From 4405698ee99fe26d0ac9317a2df96096f2731a7b Mon Sep 17 00:00:00 2001
From: Jonathan Hsieh <jmhsieh@apache.org>
Date: Wed, 13 Feb 2013 19:13:38 +0000
Subject: [PATCH] HBASE-7703 Eventually all online snapshots fail due to
 Timeout at same regionserver.

Online snapshot attempts would fail due to timeout because a rowlock could not be obtained.  Prior to this a
cancellation occurred which likely grabbed the lock without cleaning it properly. The fix here is to use nice cancel
instead of interrupting cancel on failures.

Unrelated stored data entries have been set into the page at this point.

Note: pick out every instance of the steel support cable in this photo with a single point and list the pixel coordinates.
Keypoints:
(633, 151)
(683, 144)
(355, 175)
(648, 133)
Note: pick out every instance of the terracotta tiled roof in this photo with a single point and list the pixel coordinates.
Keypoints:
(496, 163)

git-svn-id: https://svn.apache.org/repos/asf/hbase/branches/hbase-7290@1445866 13f79535-47bb-0310-9956-ffa450edef68
---
 .../regionserver/snapshot/RegionServerSnapshotManager.java  | 6 +++++-
 1 file changed, 5 insertions(+), 1 deletion(-)

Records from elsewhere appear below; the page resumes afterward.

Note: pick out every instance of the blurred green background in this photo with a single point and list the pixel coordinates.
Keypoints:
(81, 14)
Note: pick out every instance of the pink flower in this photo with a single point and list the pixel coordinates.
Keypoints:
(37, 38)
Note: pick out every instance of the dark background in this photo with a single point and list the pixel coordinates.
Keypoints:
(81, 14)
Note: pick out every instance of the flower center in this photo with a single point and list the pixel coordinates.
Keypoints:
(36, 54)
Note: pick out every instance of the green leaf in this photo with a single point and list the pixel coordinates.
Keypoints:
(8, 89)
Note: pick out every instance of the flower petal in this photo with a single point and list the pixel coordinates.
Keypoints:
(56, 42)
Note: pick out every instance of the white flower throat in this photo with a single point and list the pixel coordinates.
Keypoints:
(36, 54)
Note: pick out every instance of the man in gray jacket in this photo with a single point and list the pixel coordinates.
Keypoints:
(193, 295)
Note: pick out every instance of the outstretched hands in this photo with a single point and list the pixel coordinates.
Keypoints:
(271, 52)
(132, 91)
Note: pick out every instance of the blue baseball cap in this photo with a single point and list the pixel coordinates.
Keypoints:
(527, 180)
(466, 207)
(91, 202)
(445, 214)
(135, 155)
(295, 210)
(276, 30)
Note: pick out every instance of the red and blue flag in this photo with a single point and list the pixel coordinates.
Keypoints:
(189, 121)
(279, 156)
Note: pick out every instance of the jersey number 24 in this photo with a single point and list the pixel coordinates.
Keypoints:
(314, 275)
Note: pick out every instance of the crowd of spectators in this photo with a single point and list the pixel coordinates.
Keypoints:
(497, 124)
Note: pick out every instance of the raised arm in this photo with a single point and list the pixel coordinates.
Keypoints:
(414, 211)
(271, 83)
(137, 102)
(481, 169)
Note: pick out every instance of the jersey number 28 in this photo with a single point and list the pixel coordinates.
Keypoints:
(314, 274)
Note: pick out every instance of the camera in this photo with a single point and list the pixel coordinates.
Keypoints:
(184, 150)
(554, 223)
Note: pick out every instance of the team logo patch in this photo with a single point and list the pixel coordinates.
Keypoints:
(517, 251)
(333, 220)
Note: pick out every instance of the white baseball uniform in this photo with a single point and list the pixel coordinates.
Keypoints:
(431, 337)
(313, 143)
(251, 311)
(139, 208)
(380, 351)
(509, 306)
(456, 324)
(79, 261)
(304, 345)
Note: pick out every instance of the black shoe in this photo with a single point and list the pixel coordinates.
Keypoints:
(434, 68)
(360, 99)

diff --git a/hbase-server/src/main/java/org/apache/hadoop/hbase/regionserver/snapshot/RegionServerSnapshotManager.java b/hbase-server/src/main/java/org/apache/hadoop/hbase/regionserver/snapshot/RegionServerSnapshotManager.java
index 3e5238e7b28..1282585d52e 100644
--- a/hbase-server/src/main/java/org/apache/hadoop/hbase/regionserver/snapshot/RegionServerSnapshotManager.java
+++ b/hbase-server/src/main/java/org/apache/hadoop/hbase/regionserver/snapshot/RegionServerSnapshotManager.java
@@ -347,7 +347,11 @@ public class RegionServerSnapshotManager {
       Collection<Future<Void>> tasks = futures;
       LOG.debug("cancelling " + tasks.size() + " tasks for snapshot " + name);
       for (Future<Void> f: tasks) {
-        f.cancel(true);
+        // TODO Ideally we'd interrupt hbase threads when we cancel.  However it seems that there
+        // are places in the HBase code where row/region locks are taken and not released in a
+        // finally block.  Thus we cancel without interrupting.  Cancellations will be slower to
+        // complete but we won't suffer from unreleased locks due to poor code discipline.
+        f.cancel(false);
       }
 
       // evict remaining tasks and futures from taskPool.